Homophobia kills

On Sunday night – less than 24 hours after Omar Mateen killed 49 people in Orlando, Florida for being gay – Owen Jones, the gay journalist, took part in a review of the papers on Sky News. He ended up walking off the show, in disbelief and disgust at the utter denial he encountered from the segment’s presenter (and, to a lesser extent, his fellow panellist) that homophobia had any significant part to play in that morning’s events.

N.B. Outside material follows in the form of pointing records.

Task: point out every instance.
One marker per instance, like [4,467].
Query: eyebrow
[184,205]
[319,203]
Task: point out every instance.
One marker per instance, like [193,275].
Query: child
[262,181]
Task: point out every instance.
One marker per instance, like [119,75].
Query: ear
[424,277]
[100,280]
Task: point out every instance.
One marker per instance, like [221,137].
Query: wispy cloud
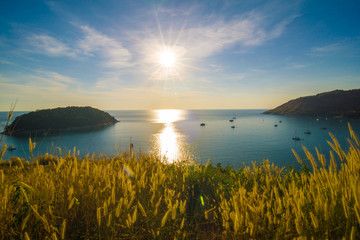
[327,48]
[112,51]
[295,66]
[45,44]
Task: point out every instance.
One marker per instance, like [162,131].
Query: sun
[167,58]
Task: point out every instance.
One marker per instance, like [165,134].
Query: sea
[232,137]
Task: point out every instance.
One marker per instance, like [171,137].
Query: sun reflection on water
[169,141]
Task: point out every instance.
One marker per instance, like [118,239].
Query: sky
[230,54]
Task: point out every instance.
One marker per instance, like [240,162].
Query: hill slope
[334,103]
[58,119]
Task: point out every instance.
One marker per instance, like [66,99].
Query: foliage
[335,103]
[141,197]
[58,119]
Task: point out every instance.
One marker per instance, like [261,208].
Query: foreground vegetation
[141,197]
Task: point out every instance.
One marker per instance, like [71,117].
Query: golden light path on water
[169,141]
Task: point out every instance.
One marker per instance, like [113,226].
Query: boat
[11,147]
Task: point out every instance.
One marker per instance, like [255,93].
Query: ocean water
[174,134]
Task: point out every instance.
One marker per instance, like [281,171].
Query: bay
[176,134]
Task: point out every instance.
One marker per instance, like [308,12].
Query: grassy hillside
[141,197]
[58,119]
[335,103]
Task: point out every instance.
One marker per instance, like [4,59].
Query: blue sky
[228,54]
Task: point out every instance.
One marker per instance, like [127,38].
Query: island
[58,120]
[338,103]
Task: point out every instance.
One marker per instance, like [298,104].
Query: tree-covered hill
[58,119]
[334,103]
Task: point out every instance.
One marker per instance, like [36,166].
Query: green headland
[336,103]
[59,119]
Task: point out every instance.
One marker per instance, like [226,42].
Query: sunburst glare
[167,58]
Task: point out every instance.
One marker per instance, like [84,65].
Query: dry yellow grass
[139,197]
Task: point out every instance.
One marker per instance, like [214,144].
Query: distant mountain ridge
[334,103]
[59,119]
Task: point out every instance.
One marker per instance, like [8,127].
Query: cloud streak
[45,44]
[114,53]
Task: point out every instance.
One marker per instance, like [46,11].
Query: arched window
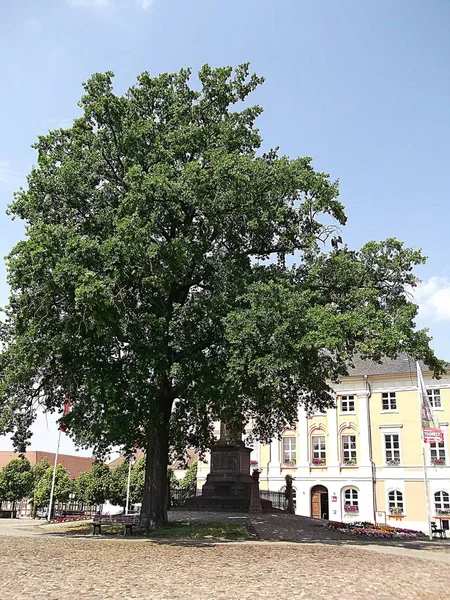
[442,502]
[351,500]
[395,502]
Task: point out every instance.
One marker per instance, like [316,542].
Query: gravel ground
[38,565]
[57,568]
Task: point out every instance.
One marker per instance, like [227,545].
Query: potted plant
[396,511]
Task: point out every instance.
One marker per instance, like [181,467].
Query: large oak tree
[143,289]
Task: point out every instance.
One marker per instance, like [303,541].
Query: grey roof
[403,364]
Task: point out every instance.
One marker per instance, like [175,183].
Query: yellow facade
[366,452]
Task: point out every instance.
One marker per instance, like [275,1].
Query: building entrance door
[319,502]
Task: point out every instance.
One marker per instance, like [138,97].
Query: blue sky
[360,86]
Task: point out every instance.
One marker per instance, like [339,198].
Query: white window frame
[290,454]
[444,503]
[352,501]
[351,451]
[390,433]
[344,401]
[390,396]
[254,455]
[439,451]
[434,393]
[321,452]
[396,491]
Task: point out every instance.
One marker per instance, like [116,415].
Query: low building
[362,461]
[74,465]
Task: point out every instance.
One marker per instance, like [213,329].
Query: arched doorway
[319,502]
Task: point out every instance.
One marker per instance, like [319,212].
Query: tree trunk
[154,502]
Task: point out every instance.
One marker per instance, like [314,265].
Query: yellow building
[363,459]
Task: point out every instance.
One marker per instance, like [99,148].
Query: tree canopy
[93,486]
[16,480]
[64,487]
[143,289]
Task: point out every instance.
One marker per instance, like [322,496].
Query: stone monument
[229,482]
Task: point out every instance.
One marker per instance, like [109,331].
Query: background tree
[137,481]
[93,486]
[16,480]
[38,470]
[64,487]
[144,277]
[189,480]
[118,484]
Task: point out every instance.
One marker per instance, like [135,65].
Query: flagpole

He was informed that those who died were killed because they were at a nightclub enjoying themselves, not because they were gay. (This despite the fact that the murderer’s father had already gone on record to state that his son had been angered by seeing two men kissing.) He was instructed that he had to make a distinction between an act of terror and a homophobic hate crime: that a single event could be either the former or the latter, but not both. (This despite the fact that the utter extremity of homophobia is a key component of the ISIS ideology of hate that Mateen claimed to have been inspired by.)

This treatment of Mr Jones was personally insensitive, but it was also revealing of something rotten in our society. The unpalatable truth is that LGBT people – and our many straight, cisgendered allies – have been engaged in a struggle against homophobia on two fronts: against active homophobes themselves; but also against those who insist that homophobia does not exist, or is wholly trivial, or is the fault of gay people ourselves, for ‘flaunting’ our difference.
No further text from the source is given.